Entering edit mode
4.4 years ago
ocortes
•
0
Hi all,
I am using for the first time bbmerge and I do not know exactly how to understand my results. I would be very greatfully if someone can help me. I have paired end reads and I am running two commands to merge the reads in a single fastq file, first repair.sh and then bbmerge.sh.
This is a good merging result or If I understand the output well, I am losing 67% of the reads? Can I do something to improve the merging results?
Thanks in advance
repair.sh
is only needed if your reads were out of sync in R1/R2 files. With merging it is best to start with original files (even before doing any trimming). If you did not do that then I suggest that you runbbmerge.sh
on your original data files.Merging will only work if your reads were designed to do that i.e. length of sequencing was longer than the size of the insert.
Thanks for your quick answer. I run first bbmerge.sh but I got this message:
So I run first repair.sh and with the ouput files I run bbmerge.sh, this makes sense?
Thanks!
This is the reason why I suggested that you should run
bbmerge.sh
on original data files.If your files were out-of-sync then
repair.sh
will indeed fix that part up.Sorry but I am not sure that yuo can see the image inserted, this are the results:
Based on these results you can see that there are ambiguous overlaps where a large % of reads that BBMerge is not able to confidently resolve. You can see that there seems to be a wide range of insert sizes in your data.
What kind of an experiment is this (16S amplicons)?
There are bovine genomic sequences. I have a .bam and .bai file for each chromosome and each file has sequences of 42 animals First I run: picard.jar SamToFastq INPUT=chr6.bam OUTPUT_PER_RG=true RG_TAG=ID OUTPUT_DIR=dir_location VALIDATION_STRINGENCY=LENIENT
and then with the fastq files of each aniaml (animal1_1.fastq; animal1_2_fastq, and so on until 42 aniamls) I run repair.sh and then bbmerge.sh
Thanks!
P.D. Sorry for my questions....perhaps are so dumbs...but I am begining with genome sequence analysis
Not sure why you are trying to merge the reads if these are plain genomic sequences. Merging reads only makes sense when there is a specific reason to do that. For example in 16S amplicon sequencing.
What it is that you want to do with this data? Sounds like data is already aligned since you have SAM files?
SNP calling among the 42 genomic sequences using HaplotypeCaller As I have paired end reads (forward and reverse) I assume that the first step it is to merge both reads in a single one but just this afternoon I have read that it is not neccesary, sorry....

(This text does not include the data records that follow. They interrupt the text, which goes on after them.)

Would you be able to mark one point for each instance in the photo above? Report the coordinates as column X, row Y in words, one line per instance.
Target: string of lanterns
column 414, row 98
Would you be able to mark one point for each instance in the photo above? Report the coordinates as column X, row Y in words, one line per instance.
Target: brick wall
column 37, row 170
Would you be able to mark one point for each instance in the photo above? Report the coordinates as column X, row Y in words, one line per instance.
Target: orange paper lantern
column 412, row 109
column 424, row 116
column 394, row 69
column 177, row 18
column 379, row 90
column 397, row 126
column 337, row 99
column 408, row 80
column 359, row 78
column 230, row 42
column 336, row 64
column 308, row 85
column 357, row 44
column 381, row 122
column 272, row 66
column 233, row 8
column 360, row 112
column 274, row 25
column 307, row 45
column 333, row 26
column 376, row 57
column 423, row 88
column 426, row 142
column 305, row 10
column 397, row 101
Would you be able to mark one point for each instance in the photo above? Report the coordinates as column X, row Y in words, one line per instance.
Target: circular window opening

But when I do reference mapping the sequences using bwa mem the sam files that I get are empty:
bwa mem -M CHR6.fa file_1.fastq file_2.fastq > file_2R.sam
SO know I am trying:
bwa aln -I -m 100000 -o 1 -n 0.01 -l 200 -e 12 -d 12 -t 2 CHR6.fa file_1.fastq > file_1.sai
bwa aln -I -m 100000 -o 1 -n 0.01 -l 200 -e 12 -d 12 -t 2 CHR6.fa file_2.fastq > file}_2.sai
bwa sampe CHR6.fa file_1.sai file_2.sai file_1.fastq file_2.fastq > prueba${i}_2R.sam
Thanks for any suggestion!!
If you already have aligned data files why not use them directly for SNP calling?
Thaks for your comments you are helping me a lot. I am new in this kind of analysis and probably. So it is no neccesary to merge both reads and I as I have .bam files I could directly run SNP calling pipielines.
I am runing this pipieline:
picard.jar SortSam
picard.jar MarkDuplicates
picard.jar AddOrReplaceReadGroups
picard.jar BuildBamIndex
GenomeAnalysisTK.jar RealignerTargetCreator
GenomeAnalysisTK.jar IndelRealigner
samtools calmd picard.jar BuildBamIndex
GenomeAnalysisTK.jar HaplotypeCaller
Then I run GenomeAnalysisTK.jar SelectVariants and VariantFiltration for SNPs and INDELS and finally VariantRecalibrator and ApplyRecalibration
Regards!!!!!
Are you following a tutorial? A ot of these steps are unnecessary or outdated.